2. Even if they don't, if the Linux TCP stack is determining the appropriate MSS for a given connection then why doesn't that seem to work here? Shouldn't the underlying TCP connection be able to discover the safe MSS relatively easily?

I spelunked through Linux code for a while looking for answers but came up empty. Wonder if anyone here knows.

My best guess is that:

1. A stateless firewall/NAT somewhere didn't like the fragmented UDP packets because it couldn't determine the source/dest ports and just dropped them entirely

2. Maybe MSS discovery relies on ICMP packets that were not able to make it through? (edit: Yeah, on second thought, this makes sense: if the Wireguard UDP packets are not making it to their destination, then the underlying encapsulated packets won't make it out either, which means there won't be any ICMP response when the TCP stack sends a packet with Don't Fragment set.)

But I couldn't find anything to strongly support that.

Basically the only parts of the Internet which actually work reliably, around the globe, are the bits needed so that web pages basically kinda work. If you break literally everything else your service is crap, and some customers might notice, but many won't and also some won't have a choice so, sucks to be them. But if you break the Web, now everybody notices that you broke stuff and they're angry.

This is why DoH (DNS over HTTPS) is a thing. It obviously makes no actual sense to use the web protocol to move DNS packet, but, this works and most things don't work for everybody so eh, this is what we have. Smashing the Path MTU discovery doesn't break the web.

Breaking literally everything so long as the web pages work even means you can't upgrade parts of the web unless you get creative.
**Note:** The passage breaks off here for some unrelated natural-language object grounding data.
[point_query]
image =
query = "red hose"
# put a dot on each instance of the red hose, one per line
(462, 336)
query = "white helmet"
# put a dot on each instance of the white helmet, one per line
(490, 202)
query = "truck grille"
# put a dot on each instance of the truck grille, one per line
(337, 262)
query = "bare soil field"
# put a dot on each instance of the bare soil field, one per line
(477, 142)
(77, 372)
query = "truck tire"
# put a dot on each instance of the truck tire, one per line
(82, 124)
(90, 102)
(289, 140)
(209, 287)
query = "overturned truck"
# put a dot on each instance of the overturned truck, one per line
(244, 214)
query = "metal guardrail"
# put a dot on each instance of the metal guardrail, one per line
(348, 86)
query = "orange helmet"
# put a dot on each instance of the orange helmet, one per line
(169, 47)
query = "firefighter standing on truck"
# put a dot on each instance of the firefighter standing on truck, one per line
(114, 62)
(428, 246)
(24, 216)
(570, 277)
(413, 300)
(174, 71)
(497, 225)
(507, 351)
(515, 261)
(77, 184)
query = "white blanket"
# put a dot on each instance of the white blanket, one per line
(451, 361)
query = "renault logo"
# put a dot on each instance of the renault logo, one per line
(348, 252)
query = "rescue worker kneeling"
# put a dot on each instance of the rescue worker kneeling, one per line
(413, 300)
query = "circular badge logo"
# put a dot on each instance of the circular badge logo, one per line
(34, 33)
TLS 1.3 the modern security protocol that is used for most of your web pages today, would not work for most people if it admitted that it's TLS 1.3, if you send packets with TLS version 1.3 on them people's "intelligent" "best in classs security" protective garbage (in the industry we call these "middle boxes") thinks it is being attacked by some unknown and unimaginable dastardly foe and kills the data. So TLS 1.3 really, I am not making this up, always pretends it is a TLS 1.2 re-connection, and despite the fact that no such connection ever existed these same "best in class security" technologies just have no idea what's happening and wave it through. It's very very stupid that they do that, but it was needed to make the web work, which matters, whereas actual security eh, suckers already bought the device, who cares.
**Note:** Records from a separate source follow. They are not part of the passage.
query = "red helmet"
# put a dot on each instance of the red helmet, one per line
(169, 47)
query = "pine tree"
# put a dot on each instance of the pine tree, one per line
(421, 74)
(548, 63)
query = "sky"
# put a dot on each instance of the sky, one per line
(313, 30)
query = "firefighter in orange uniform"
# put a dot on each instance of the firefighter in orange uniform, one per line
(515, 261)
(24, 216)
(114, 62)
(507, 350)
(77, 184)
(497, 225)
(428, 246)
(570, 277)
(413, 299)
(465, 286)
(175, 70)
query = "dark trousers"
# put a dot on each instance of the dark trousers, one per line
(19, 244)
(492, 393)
This situation is deeply sad but, one piece of good news is that while "This Iranian woman can't even talk confidentially to her own mother without using code words because the people in charge there intercept her communications" won't attract as much sympathy as you'd like from some bearded white guy who has never left Ohio, the fact that those people broke his network protocol to do that interception infuriates him, and he's well up for ensuring they can't do that to the next version.

Your ultimate conclusion is correct, to my understanding. I know wireguard sought to be ultra minimal but I do wish they had included DPLPMTUD as something which is required to be supported (but not mandated to be used e.g. if the user wants to hard set it as they would currently) because it's one of those cases where "do it yourself separately the UNIX way™" or "have the tunneled things do it if they need it" instead are both significantly more complex and fragile.

On that note, from the TCP layer it should just look like an ICMP blackhole, which makes me wonder if enabling `net.ipv4.tcp_mtu_probing` will magically make TCP connections under Wireguard work even with the MTU set wrong. I'd try it, but unfortunately with a similar configuration I am unable to get the fragmentation behavior I was getting before; which makes me wonder if it was my UniFi Security Gateway that actually didn't like the fragmented packets.

I think the problem is on the Android side. I noticed the same behavior with ZeroTier and even with MizuDroid, all totally unrelated.

Oh, this is the reason the Mullvad app on my Pixel 6a was suddenly able to connect in less than a second where before it would take 5-10 seconds, nice!

Do you have wireguard keepalives on?